In October, an anonymous donor paid for a billboard on Bypass 62-65 in Harrison that forced the town to confront the funk of racism brewing beneath its surface. “Anti-Racist is a Code Word for Anti-White” it read.
I asked Tom Robb to imagine being black. What would he make of that sign if he were driving through Harrison with his family and spotted it? Would he feel safe?
“No, I probably would not,” he conceded. “I would probably move on.”
Mayor Jeff's diversity task force started posting signs with the message “Love your neighbor” around town. Others worried that with the opposing views standing beside each other, an observer might feel that both sides had equal merit.
Photo courtesy of the Woodsman Project
In the dead of night on November 29, someone painted over the billboard so that it instead proclaimed, “Anti-Racist is a Code Word for Love.” Chad Watkins, a local interior designer, was charged with the act of vandalism. He still hasn't gone to court yet and plans to plead not guilty, but he said he approves of the billboard's new message.
“I would pat the fellow on the back who did this act,” Chad said. “It was an elephant-in-the-room kind of thing with that billboard, and someone finally did something about it.”
It took Chad a while to warm up to me when we spoke on the phone.

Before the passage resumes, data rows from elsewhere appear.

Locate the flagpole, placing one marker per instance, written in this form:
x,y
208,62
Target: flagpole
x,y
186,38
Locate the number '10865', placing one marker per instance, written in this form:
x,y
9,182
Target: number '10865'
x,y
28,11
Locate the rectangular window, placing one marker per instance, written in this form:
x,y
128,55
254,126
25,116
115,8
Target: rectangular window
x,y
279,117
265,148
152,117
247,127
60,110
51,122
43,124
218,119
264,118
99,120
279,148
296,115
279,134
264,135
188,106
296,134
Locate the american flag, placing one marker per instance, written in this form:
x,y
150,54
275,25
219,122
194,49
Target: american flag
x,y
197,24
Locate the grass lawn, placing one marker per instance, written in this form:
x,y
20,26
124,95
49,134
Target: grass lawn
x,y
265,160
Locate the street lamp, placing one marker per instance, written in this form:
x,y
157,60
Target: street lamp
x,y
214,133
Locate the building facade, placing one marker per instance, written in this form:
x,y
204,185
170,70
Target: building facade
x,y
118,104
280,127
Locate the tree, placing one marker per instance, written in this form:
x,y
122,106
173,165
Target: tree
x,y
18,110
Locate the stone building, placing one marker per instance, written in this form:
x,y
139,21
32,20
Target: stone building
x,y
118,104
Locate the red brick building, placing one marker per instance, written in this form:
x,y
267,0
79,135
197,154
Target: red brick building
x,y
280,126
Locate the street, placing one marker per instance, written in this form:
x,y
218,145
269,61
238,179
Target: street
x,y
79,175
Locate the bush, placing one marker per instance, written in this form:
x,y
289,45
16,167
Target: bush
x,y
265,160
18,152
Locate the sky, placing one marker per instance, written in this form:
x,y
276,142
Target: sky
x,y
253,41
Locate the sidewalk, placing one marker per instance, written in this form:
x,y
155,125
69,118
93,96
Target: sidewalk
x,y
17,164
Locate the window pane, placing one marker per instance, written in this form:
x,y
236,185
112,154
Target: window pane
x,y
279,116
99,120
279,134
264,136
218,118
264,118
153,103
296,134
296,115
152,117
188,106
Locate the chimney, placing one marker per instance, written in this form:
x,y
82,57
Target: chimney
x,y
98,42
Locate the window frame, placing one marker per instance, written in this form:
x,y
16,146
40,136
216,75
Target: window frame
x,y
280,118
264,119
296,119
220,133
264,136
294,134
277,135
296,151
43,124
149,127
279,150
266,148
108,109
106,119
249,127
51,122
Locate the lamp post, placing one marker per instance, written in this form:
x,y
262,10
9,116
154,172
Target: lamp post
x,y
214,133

The last call he'd taken had turned out to be from a Klansman. He wasn't threatened by the fellow on the other line. The guy asked a lot of questions, just like a reporter would, but then launched into a racist diatribe. Pretending to be a reporter is an old trick among white supremacists. In 1984 Tom Robb showed up at the headquarters of the Southern Poverty Law Center, an organization that monitors the activity of hate groups in the US, with what he claimed was a documentary film crew. He was recognized and denied entry to the building.
“I'm cautious,” Chad told me. “These are unscrupulous fellows we're dealing with.”
On February 11, about a dozen members of the Klan turned up at a Black History Month event at the Boone County Library in Harrison. They sat and listened to National Public Radio reporter Jacqueline Froelich give a presentation on the history of racism in Arkansas. During the Q and A portion, a few of them stood up and said they wanted to keep Harrison safe. Though they didn't create a disruption, many were rattled by the Klan's presence, startled that they would possess the brazenness to turn up at all.
“They're pushing buttons,” said Nate. “They're getting riled up. There's been some blowback from the community, and it is making Tom Robb angry. That's what's making people scared.”
“Roper is a real hardliner,” the Law Center's Mark Potok told me. “He has gotten into street battles and fist fights with anti-racists. I have a photo of him with blood pouring out of his head because some anarchist smashed him with a steal pipe.”
When I spoke to Billy he seemed to be following Tom's lead, attempting to project a kinder, gentler version of racism. “I wish that slavery had never happened,” he said. Sounding almost like a Tea Partier, he emphasized that he wants to “return to the ideals that this country was founded on”—circular logic considering the founding fathers were slaveholders.
But for now, those challenging racism in Harrison can at least take some comfort that the Klan appears far more paranoid and fearful of them then they are of the Klan. In the same conversation, Billy worried that Mayor Jeff is working with a reality TV program to move “1,200 blacks into Harrison” and said he believes Oprah Winfrey wants to kill off the white race.